Il est nécessaire de poursuivre ce traitement pendant plusieurs années. A la ménopause, le col ne saignera plus …mais ce sera peut-être le vagin qui prendra le relais !

Mon prochain billet sera consacré aux saignements chez les femmes ménopausées.

Quand ça saigne lors des rapports sexuels : l’infection du col

L’infection du col est une cause très fréquente de saignements spontanés ou lors des rapports sexuels. Lorsqu’une patiente se plaint de métrorragies provoquées, il faut penser immédiatement à la possibilité d’une infection et faire les prélèvements adéquats pour rechercher la cause majeure de la fragilité du col : l’infection du canal cervical par la bactérie chlamydiae trachomatis. Il faut aussi faire le diagnostic de cette infection sournoise quand on saigne spontanément et ne pas toujours penser qu’il s’agit de la pilule qui ne convient plus !

Cette petite bactérie passe souvent inaperçue et il faut savoir la repérer à de petits signes

du pus sort de l’orifice du col ou

le col se met à saigner dès qu’on le touche avec un écouvillon

mais, parfois, il n’y a aucun signe clinique : il faut rechercher le chlamydiae dès qu’une patiente présente des saignements même si son col nous parait normal.

On fait alors un prélèvement bactériologique à apporter immédiatement au laboratoire car le chlamydiae est fragile.
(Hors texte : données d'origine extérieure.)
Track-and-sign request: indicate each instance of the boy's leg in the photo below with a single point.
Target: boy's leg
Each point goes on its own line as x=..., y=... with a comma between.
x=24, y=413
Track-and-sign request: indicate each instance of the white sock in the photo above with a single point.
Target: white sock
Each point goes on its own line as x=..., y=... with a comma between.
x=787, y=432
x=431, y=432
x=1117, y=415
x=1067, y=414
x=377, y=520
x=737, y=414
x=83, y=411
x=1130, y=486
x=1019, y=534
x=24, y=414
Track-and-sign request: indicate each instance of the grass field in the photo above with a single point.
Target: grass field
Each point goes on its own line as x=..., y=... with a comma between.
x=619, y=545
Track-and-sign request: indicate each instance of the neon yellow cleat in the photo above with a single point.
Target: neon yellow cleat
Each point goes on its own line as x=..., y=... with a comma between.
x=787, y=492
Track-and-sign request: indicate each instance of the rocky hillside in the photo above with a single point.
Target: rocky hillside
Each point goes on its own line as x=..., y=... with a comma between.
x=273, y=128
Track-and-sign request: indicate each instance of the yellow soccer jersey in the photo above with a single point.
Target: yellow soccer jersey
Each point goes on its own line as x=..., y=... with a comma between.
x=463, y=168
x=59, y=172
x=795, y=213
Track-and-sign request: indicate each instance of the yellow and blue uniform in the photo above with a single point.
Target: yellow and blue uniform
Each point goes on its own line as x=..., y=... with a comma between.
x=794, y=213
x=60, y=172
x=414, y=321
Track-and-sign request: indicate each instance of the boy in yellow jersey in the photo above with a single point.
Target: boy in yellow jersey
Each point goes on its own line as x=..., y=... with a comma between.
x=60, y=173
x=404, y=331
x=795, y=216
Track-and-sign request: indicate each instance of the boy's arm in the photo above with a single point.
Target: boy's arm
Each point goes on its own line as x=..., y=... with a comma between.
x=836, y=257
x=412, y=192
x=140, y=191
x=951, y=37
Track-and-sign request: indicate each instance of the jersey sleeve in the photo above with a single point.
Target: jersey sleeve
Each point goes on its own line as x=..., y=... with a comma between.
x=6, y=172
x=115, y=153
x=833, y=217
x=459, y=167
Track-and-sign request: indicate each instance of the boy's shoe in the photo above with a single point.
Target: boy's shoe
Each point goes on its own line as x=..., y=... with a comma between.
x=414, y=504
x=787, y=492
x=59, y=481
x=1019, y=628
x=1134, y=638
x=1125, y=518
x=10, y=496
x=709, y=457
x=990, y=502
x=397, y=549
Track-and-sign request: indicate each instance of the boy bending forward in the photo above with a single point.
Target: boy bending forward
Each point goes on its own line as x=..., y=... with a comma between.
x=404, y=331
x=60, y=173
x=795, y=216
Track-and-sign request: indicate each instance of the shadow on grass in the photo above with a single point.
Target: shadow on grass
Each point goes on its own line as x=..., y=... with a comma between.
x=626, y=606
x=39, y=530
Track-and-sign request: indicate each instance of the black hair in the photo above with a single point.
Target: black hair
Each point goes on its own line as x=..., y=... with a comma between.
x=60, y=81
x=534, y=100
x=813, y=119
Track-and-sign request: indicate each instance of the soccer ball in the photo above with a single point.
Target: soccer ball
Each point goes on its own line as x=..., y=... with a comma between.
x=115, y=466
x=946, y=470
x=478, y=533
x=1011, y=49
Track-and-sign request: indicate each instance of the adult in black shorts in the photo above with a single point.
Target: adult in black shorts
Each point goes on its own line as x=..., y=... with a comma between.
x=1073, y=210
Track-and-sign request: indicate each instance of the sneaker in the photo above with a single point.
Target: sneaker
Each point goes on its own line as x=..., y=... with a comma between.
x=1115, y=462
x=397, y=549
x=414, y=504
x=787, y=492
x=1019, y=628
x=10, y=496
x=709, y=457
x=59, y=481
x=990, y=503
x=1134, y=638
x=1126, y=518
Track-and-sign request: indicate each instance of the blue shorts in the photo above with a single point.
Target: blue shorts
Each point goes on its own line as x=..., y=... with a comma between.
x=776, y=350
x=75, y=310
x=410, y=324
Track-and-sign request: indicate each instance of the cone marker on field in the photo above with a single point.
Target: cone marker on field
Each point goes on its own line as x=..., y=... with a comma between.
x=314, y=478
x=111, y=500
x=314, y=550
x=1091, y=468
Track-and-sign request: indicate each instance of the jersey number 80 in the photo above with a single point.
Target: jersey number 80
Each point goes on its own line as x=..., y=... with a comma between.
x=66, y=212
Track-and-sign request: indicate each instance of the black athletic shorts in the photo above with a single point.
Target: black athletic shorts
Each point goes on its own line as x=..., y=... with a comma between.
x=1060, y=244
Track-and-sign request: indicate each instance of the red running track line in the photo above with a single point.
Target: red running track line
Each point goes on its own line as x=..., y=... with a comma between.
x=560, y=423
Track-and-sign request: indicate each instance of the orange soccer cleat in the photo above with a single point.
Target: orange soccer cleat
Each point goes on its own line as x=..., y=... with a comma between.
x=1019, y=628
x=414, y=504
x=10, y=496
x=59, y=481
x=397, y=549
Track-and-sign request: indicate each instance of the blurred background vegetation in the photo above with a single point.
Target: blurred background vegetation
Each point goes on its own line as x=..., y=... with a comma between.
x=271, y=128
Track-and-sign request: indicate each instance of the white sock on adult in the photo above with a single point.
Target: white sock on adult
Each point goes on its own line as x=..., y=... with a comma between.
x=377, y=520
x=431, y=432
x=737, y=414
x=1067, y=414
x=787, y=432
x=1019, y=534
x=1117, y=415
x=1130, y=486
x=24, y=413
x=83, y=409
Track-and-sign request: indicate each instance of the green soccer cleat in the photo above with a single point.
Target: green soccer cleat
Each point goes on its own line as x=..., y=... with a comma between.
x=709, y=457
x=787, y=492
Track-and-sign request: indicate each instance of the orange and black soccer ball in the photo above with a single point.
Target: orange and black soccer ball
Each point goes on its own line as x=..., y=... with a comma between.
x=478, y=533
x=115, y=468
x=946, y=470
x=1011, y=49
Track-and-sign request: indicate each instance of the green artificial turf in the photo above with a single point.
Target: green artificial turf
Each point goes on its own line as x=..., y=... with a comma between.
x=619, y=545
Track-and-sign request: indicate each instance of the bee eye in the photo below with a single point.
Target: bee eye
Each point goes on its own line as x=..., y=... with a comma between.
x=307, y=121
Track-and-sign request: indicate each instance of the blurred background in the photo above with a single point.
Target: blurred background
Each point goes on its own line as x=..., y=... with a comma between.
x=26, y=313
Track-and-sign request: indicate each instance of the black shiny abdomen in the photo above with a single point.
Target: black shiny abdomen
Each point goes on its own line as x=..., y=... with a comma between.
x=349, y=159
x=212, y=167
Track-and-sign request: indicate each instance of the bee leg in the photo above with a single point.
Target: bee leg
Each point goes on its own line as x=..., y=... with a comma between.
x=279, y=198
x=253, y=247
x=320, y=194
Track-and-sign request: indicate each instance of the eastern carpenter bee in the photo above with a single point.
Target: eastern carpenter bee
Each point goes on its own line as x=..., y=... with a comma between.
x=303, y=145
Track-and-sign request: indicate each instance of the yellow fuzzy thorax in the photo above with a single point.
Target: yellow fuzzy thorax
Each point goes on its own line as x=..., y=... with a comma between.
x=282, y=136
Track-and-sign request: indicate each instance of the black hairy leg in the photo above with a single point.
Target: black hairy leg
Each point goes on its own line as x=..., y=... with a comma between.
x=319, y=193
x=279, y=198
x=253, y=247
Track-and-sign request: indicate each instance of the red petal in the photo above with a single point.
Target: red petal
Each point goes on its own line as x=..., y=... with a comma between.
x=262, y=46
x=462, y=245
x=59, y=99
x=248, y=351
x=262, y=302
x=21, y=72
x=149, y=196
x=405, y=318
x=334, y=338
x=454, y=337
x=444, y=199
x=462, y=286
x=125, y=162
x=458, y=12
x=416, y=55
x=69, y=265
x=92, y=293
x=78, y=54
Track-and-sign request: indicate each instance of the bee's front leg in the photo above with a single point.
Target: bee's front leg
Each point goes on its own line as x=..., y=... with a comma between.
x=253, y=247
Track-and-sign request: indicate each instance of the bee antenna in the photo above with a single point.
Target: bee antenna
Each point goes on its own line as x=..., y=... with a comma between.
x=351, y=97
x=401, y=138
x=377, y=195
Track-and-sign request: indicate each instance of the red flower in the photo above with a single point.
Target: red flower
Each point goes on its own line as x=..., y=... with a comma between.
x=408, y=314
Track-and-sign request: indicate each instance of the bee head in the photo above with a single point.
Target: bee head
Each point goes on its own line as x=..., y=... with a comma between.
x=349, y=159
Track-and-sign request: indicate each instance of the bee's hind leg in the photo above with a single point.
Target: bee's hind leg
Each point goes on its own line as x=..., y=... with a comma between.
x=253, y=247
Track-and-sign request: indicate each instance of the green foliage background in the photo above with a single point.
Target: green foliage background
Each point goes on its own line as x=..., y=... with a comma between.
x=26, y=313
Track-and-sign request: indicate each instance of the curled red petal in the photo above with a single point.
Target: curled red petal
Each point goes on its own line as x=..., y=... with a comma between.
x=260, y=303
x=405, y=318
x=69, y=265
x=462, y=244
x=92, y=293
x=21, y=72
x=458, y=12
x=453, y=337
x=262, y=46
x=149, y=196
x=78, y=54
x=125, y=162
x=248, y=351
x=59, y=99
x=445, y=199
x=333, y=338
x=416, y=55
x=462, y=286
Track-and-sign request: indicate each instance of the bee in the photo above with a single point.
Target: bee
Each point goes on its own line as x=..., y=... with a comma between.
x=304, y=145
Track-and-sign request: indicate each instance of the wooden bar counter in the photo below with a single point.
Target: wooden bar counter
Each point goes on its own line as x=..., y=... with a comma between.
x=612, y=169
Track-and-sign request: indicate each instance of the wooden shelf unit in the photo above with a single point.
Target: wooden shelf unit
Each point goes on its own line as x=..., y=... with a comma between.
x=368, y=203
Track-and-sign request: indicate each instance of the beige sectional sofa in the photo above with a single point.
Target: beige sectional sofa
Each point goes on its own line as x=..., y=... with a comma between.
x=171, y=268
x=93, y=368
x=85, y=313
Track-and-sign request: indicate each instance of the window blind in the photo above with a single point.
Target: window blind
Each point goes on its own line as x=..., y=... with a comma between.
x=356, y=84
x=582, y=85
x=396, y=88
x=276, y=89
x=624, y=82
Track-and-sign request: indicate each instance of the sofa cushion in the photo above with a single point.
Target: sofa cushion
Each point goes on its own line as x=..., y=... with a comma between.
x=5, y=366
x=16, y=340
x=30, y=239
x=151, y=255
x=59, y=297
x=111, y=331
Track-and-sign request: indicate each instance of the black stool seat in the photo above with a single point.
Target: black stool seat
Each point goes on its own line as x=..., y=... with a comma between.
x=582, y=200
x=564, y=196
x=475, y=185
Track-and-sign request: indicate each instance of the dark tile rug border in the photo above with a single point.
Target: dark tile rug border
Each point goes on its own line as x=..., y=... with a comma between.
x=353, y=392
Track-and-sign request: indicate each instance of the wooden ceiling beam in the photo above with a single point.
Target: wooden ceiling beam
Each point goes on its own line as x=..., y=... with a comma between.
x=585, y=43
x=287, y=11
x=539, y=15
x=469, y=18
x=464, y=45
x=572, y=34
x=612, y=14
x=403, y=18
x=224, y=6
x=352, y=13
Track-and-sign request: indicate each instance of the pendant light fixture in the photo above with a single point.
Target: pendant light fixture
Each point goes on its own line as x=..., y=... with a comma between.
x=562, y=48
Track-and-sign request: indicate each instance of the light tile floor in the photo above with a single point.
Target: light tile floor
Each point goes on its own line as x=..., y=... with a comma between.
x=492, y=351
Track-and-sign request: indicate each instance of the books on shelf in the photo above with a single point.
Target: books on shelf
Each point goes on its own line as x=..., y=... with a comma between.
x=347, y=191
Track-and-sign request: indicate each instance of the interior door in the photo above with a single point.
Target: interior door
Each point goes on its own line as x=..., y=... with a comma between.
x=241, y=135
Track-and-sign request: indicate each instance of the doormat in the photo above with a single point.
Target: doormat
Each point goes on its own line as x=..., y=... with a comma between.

Hélas, les résultats ne sont pas toujours probants car cette bactérie à la particularité d’avoir des cycles : un cycle « d’incubation » où on ne peut la dépister et un cycle de « sortie »où on la piège au laboratoire. C’est pourquoi, quand un col saigne à l’écouvillonnage,  je prescris volontiers un traitement antibiotique ( zithromax monodose, ciflox, oflocet) afin d’enrayer l’infection à son tout début….même si les résultats bactériologiques reviennent négatifs. Le chlamydiae est un microbe qui peut remonter dans l’utérus puis les trompes et les boucher rendant la patiente stérile. L’infection à chlamydiae se prévient fort bien par le port du préservatif….mais la plupart de mes patientes n’utilisent plus les préservatifs dès que le test HIV de leur partenaire revient négatif, mais le chlamydiae n’est pas le HIV, il ne se dépiste pas par prise de sang ! Le chlamydiae passe inaperçu chez l’homme et c’est en tout innocence qu’il contamine sa partenaire.

Voici un col infecté avec du pus qui coule de l’endocol

Il faut, en voyant un tel col, faire un prélèvement à la recherche de chlamydiae et traiter immédiatement.

Les infections vaginales à candida, trichomonas, colibacilles, streptocoque, ne donnent jamais un col friable. Ces infections restent dans le vagin et ne remontent pas dans l’utérus.

Le mycoplasme est aussi une petite bactérie qui se loge dans le col de l’utérus mais elle ne le fait jamais saigner.

L’herpès est un virus qui peut s’accrocher au col de l’utérus et il est très difficile à repérer dans ses formes frustres. L’infection herpétique du col passe souvent inaperçue. Il est vraisemblable qu’il existe des saignements du col liés à des infections herpétiques qu’on ne dépiste pas toujours.

Le virus HPV ne fait jamais saigner le col. Vous le savez maintenant, c’est une infection asymptomatique même au stade du cancer in situ ! Ce n’est que lorsque le cancer est invasif qu’il fait saigner le col. Voici une image de col porteur d’un cancer : la lésion va saigner, et lors des rapports sexuels, et lors de mon examen.

Je vous rappelle qu’il est impossible de présenter un tel cancer si on réalise ses frottis tous les ans voire tous les deux ans. Cette image est celle d’un col d’une femme qui n’a pas été correctement suivie. Le diagnostic se fait par les frottis et par une biopsie.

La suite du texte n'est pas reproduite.